Aufgewachsen in einem Dubliner Vorort, war Beckett als Sohn einer wohlhabenden protestantischen Unternehmerfamilie im katholischen Irland ein Außenseiter. Er studierte Französisch und Literatur und profilierte sich als ehrgeiziger Sportler. Der Linkshänder ging als wurfstarker Cricket-Spieler in die Annalen dieser Disziplin ein. 1928 ließ sich Beckett als Englischlektor in Paris nieder. Von dort aus unternahm er regelmäßig Fahrten nach Kassel, wo eine Tante lebte und in deren Tochter er sich verliebt hatte. Was zwar nicht zur Ehe führte, aber doch zu so guten Deutschkenntnissen, dass er später, als berühmter Autor, seine Stücke in Berlin ohne Sprachprobleme selbst inszenieren konnte.

"Wir fragen immer nur, ob es ein Leben nach dem Tode gebe.

Wir sollten fragen: Gibt es ein Leben nach der Geburt?"

Samuel Beckett

In den 30er-Jahren mit dem deutschen Faschismus konfrontiert und angewidert vom Nationalsozialismus, stellte sich Beckett nach dem Einmarsch der Wehrmacht in Frankreich der Ré´sistance zur Verfügung. Er agierte als Kurier und beteiligte sich an der Sabotage gegen deutsche Einrichtungen.

Schrieb er bislang in seiner Muttersprache, wechselte er nach dem Krieg, erstmals mit "Warten auf Godot" (1948 entstanden), ins Französische. Beckett ist nie stehen geblieben. Geprägt durch die Erfahrung der Weltkriege, des Völkermords und der ersten Atombombe, zeigt er die Menschen als in die Zeit geworfene Geschöpfe. Trostlosigkeit und Komik - das sind die beiden Seiten ihrer kleinen Existenz zwischen Geburt und Tod.

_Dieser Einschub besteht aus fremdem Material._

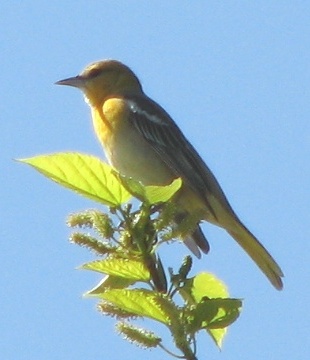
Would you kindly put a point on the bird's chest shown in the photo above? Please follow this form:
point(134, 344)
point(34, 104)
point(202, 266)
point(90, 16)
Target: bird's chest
point(125, 148)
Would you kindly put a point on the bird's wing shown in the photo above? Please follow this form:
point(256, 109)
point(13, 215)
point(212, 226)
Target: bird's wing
point(158, 128)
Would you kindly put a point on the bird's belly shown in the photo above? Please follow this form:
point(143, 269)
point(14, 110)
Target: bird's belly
point(132, 156)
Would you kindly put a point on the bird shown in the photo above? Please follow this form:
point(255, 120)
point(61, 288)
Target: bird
point(142, 141)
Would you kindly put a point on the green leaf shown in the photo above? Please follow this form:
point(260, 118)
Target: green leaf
point(84, 174)
point(204, 285)
point(214, 311)
point(143, 303)
point(151, 194)
point(119, 267)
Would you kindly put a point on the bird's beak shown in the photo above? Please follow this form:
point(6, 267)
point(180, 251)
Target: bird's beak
point(76, 81)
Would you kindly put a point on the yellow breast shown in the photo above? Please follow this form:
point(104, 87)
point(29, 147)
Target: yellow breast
point(125, 148)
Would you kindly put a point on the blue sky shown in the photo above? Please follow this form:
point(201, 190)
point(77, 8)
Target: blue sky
point(235, 76)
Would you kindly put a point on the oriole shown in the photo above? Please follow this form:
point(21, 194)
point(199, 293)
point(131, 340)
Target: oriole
point(143, 142)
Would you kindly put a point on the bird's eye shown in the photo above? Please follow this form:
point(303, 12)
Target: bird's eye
point(94, 72)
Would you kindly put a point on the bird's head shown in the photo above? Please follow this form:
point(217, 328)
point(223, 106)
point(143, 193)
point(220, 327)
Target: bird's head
point(104, 79)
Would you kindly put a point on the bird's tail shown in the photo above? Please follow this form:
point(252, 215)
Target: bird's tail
point(259, 254)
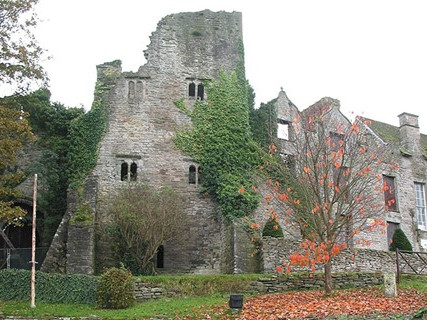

Am 22. Dezember 1989 stirbt Samuel Beckett, nur wenige Monate nach seiner Frau Suzanne, mit der er 40 Jahre zusammengelebt hat.

Samuel Beckett (1906-1989), fotografiert von John Minihan 1981; entnommen "Becketts Freundschaft" von André Bernold. Dieses Buch erzählt sehr schön von der Leichtigkeit des Umgangs mit einem vermeintlich schwierigen Genie (Berenberg Verlag, Berlin, 112 Seiten; 19 Euro).